Que les maris ne se désespèrent pas trop tôt. Il est encore temps au début du mariage pour rectifier sur ce point l’éducation d’une bonne petite femme et lui enseigner la science de l’économie. Encore faut-il que les susdits maris la connaissent eux-mêmes cette science.

Il y a chance qu’à l’école des affaires ils aient appris l’art essentiel de balancer sagement la recette et la dépense.

Quels que soient l’état et l’étendue de sa fortune, qu’un homme commence donc par en instruire sa jeune femme. Qu’il l’initie à ses affaires, non pas seulement pour l’inquiéter de ses soucis et de ses préoccupations (la femme a ses propres ennuis qu’on augmenterait ainsi inutilement), mais pour l’intéresser à l’entreprise commune et lui permettre d’administrer sa part en associée intelligente.

N’envions jamais le sort des femmes à qui on permet de dépenser sans compter. Nulle fortune ne résiste à ce système ; le temps vient inévitablement où il faut crier à celles qui en ont usé : « Halte-là ! » Et alors il est trop tard pour réparer ses folies.
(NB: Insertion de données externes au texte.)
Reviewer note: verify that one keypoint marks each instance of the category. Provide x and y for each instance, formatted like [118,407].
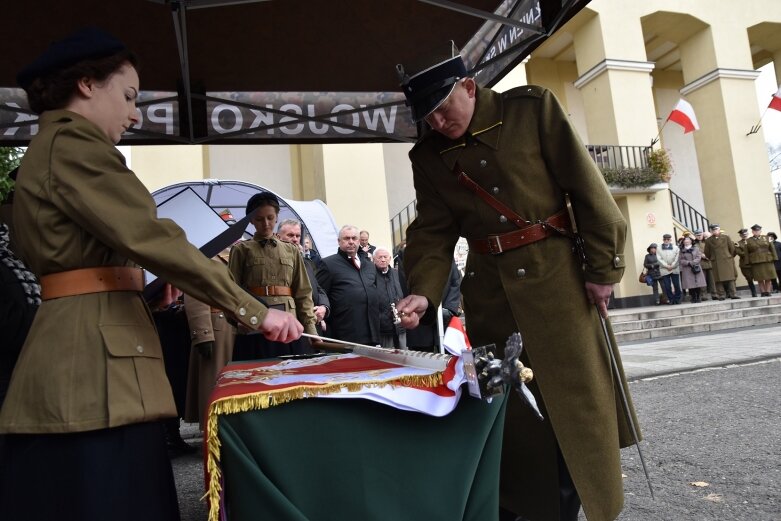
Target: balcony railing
[619,157]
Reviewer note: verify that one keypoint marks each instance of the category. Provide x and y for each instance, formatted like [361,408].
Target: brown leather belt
[91,280]
[496,244]
[272,291]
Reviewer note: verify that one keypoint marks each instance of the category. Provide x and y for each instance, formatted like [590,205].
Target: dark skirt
[255,347]
[122,474]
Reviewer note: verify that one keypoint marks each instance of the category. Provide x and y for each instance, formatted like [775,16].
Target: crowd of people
[702,265]
[84,414]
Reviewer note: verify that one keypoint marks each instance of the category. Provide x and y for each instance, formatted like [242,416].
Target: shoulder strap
[467,182]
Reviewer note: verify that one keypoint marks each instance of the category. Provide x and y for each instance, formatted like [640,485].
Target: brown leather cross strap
[271,291]
[496,204]
[495,244]
[91,280]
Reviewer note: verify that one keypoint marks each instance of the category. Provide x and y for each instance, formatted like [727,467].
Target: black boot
[173,439]
[569,501]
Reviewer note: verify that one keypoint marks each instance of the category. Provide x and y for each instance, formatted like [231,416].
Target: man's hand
[411,308]
[205,349]
[280,326]
[599,294]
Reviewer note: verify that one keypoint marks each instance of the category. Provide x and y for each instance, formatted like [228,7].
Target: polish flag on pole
[683,114]
[775,101]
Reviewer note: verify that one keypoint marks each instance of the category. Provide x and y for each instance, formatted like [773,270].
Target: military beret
[262,199]
[85,44]
[429,88]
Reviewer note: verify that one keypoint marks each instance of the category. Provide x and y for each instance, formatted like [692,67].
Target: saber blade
[624,401]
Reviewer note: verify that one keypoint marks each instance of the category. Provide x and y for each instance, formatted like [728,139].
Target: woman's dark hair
[54,90]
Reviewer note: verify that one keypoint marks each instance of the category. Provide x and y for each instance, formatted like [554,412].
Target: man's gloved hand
[205,349]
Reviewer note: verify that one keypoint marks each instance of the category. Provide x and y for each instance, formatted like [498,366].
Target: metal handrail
[686,214]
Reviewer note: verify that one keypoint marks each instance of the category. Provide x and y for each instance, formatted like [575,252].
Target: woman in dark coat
[651,265]
[692,276]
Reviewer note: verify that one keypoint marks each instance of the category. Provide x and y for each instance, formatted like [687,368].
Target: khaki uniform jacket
[761,256]
[522,149]
[254,265]
[721,252]
[94,361]
[206,324]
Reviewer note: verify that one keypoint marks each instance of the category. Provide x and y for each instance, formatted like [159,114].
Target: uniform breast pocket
[286,269]
[136,384]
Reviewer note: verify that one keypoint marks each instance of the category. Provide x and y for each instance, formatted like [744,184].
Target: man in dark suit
[350,280]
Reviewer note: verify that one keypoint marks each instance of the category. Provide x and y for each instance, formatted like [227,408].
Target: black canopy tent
[260,71]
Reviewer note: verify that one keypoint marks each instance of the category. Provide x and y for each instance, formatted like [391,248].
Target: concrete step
[699,327]
[686,308]
[685,319]
[705,314]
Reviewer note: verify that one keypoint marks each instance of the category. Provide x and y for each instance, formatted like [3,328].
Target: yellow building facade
[619,68]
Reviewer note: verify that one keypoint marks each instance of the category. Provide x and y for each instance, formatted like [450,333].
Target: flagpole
[656,139]
[756,127]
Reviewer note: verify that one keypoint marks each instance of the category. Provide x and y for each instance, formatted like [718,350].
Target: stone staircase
[684,319]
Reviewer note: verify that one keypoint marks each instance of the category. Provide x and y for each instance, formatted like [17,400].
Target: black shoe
[178,447]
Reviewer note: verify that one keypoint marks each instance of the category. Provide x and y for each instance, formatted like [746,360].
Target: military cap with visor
[89,43]
[427,89]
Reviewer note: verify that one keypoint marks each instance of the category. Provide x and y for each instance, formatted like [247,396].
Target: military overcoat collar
[485,127]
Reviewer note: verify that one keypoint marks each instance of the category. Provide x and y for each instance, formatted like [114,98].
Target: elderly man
[499,169]
[289,230]
[389,292]
[363,241]
[350,280]
[721,251]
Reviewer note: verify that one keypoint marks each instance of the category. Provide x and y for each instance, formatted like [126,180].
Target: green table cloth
[323,459]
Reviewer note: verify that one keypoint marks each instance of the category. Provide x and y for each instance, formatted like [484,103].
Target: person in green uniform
[273,271]
[85,403]
[744,264]
[521,276]
[762,256]
[720,250]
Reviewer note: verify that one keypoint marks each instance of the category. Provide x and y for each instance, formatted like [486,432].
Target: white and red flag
[683,114]
[775,101]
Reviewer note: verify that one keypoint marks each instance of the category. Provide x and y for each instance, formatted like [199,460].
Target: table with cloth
[274,453]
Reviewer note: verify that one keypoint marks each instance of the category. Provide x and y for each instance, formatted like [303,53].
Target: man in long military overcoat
[720,249]
[522,150]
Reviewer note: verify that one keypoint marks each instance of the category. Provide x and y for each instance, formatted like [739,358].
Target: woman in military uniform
[88,392]
[762,257]
[274,272]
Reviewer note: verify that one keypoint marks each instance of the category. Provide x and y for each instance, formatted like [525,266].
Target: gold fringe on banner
[264,400]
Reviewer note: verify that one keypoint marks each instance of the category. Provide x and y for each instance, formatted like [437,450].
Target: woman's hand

Moi je conseillerais à l’homme à qui je veux du bien de s’asseoir dès le lendemain de son mariage à côté de sa petite femme, devant une feuille de papier, avec un crayon à la main et de lui dire gentiment sans craindre de gâter l’exquise poésie des premiers moments de bonheur, tâchant d’en profiter au contraire :

— Voici, ma chérie, l’énorme… ou le modeste chiffre de nos revenus. Avec cela il faut confectionner un cadre aussi commode que possible pour notre bonheur. Nous ne nous laisserons pas prendre au dépourvu si vous êtes de mon avis…

Elle ne manquera pas ici d’interrompre :

— Voilà que vous dites encore vous ! payez l’amende.

Vous aussi.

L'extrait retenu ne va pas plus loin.